Suggestions

What are suggestions for?

The suggestion system is a way for the student to know what should be worked on next. It gives the student a hint about what course or what item could be exercised next. But it is only a hint or a nudge for the students. It does not determine what he can or can not do. For example, if a student has 2 courses where he should repeat the flashcard, the suggestion system should nudge the student to do the flashcards that he neglected the longest.

How do they work?

We differentiate between the suggestions inside a course and the suggestions between courses.

In-course suggestions

A content can be a suggested content, if

  • the chapter is unlocked for the user

  • the content is unlocked for the user, i.e. he completed the required predecessors of the learning path aka section

We will suggest the contents that or overdue the longest, either for repetition or for learning the first time. In case of multiple contents being overdue for the same amount of days,

  • new contents will be favored over contents to repeat

  • contents rewarding more reward points will be favored

It will also be possible to filter for suggestions that match a certain skill type, resulting in the following query:

extent type Course {
  suggestedContents(limit: Int!, skillTypes: [SkillType!]! = [REMEMBER, UNDERSTAND, APPLY, ANALYSE]): [Suggestion!]!
}

type Suggestion {
  content: Content!
  type: SuggestionType!
}

enum SuggestionType {
  NEW_CONTENT
  REPETITION
}

In the future, suggestions might also be dependent on the recent content that was done, to suggest related content.

Implementation note

As chapters are handled in the course service, the Gateway has to resolve all currently active chapter IDs of a course first and the content service has to accept chapter IDs as a parameter.

Homepage suggestions

The second system is a little more complicated. We have to figure out which course needs the attention the most. Some factors that impact the suggestion score might be:

  • the health score of the course

  • the fitness score of the course

  • the reward points that can be gained by completing a suggested item

  • the skill points achieved by completing the task

If the score should be the same for 2 or more items, a distinction by preference might be implemented. For example, if a student has the same work to do for 2 courses and the scores between both scores for these courses are the same, then the course that has been marked as favored is suggested first.

Possible implementation

rewardScore * replenishingEffect

Homepage suggestions

One way to implement the suggestions between courses would be to rank the 4 factors mentioned above in a desired order and compare the values for each item in question. An example with the ranking health > fitness > reward points > skill points would be, the media with the biggest media time score would be suggested to the user. But this system would be too simplistic. Why should we rank health higher than fitness or reward points higher than skill points? This is too arbitrary and if each lecturer can configure the order themselves and the amount of reward or skill points, it would defeat the purpose of suggestions because they could rig the system to their favor. This means it would be ideal to have a score that could be computed using the 4 (or possibly more) factors to make it more comparable.
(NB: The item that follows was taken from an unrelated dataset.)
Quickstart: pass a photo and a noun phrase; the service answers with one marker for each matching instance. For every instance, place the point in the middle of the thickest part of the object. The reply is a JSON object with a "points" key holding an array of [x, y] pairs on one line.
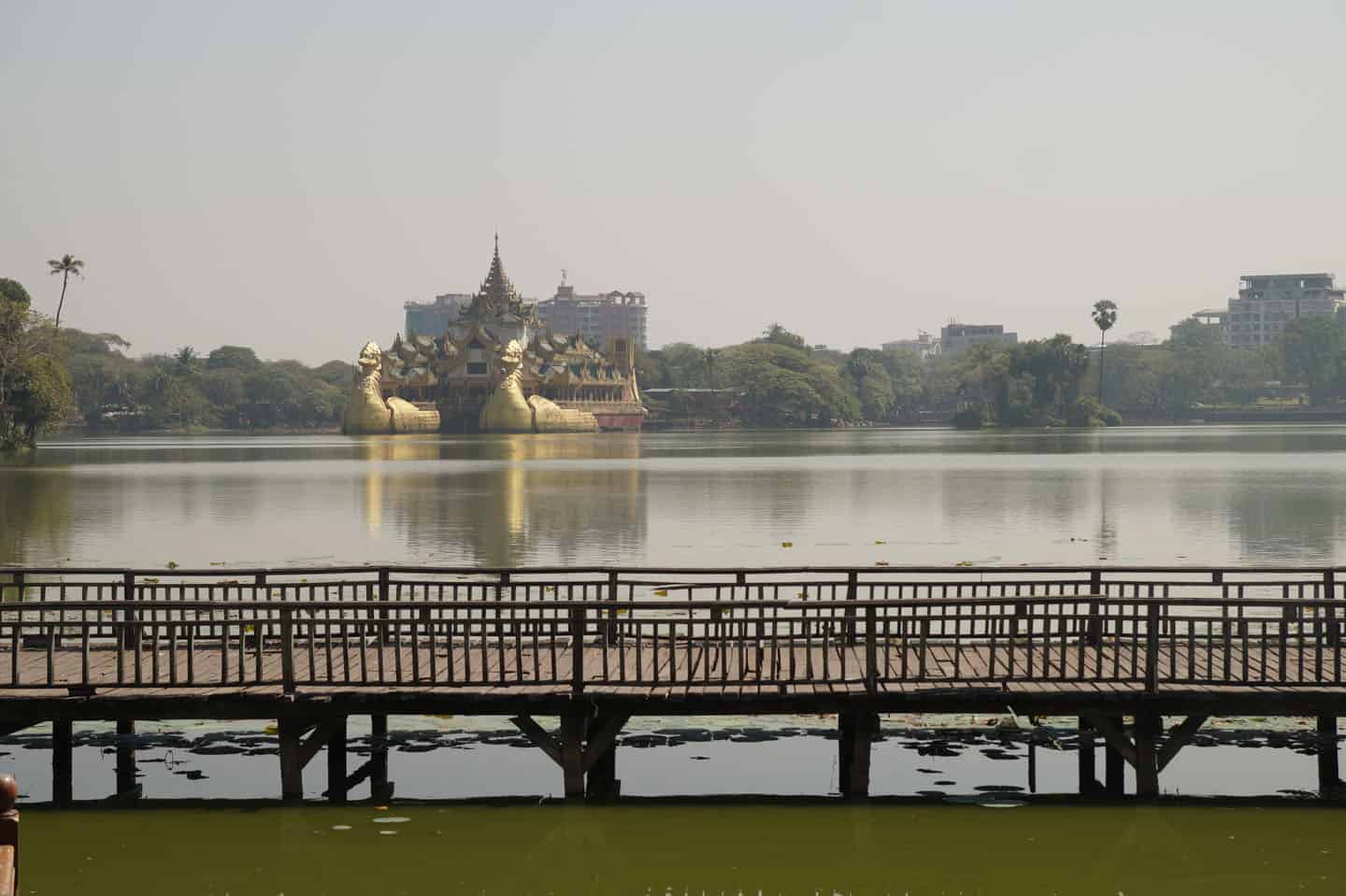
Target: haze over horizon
{"points": [[287, 175]]}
A possible formula would be: Outcome = (0.3 * (100 - health)) + (0.3 * (100 - fitness)) + (0.2 * (reward points{max} / sum(reward points)) * 100) + (0.2 * (skill points{max} / sum(skill points))*100)

Skill points are being calculated considering the maximum amount that can be earned. For example, if you have 2 courses:

  • course A: health = 60, fitness = 70, reward points = [100, 1000], skill points = [25, 17]

  • course B: health = 65, fitness = 85, reward points = [10000, 5000], skill points = [15] Then we have a suggestion score of 51,086 for course A and 48,33 for course B, so the system would suggest the user should work on course A first. This implementation proposal would give health and fitness the same weight and both have a higher weight than reward or skill points. It should be noted, that the weights may be adjusted.

Possible extensions for the future

Another level of suggestions, that might be interesting, is related to the “contentDependencies”. This means that each content has “related” content, that might be suggested after you fail a content.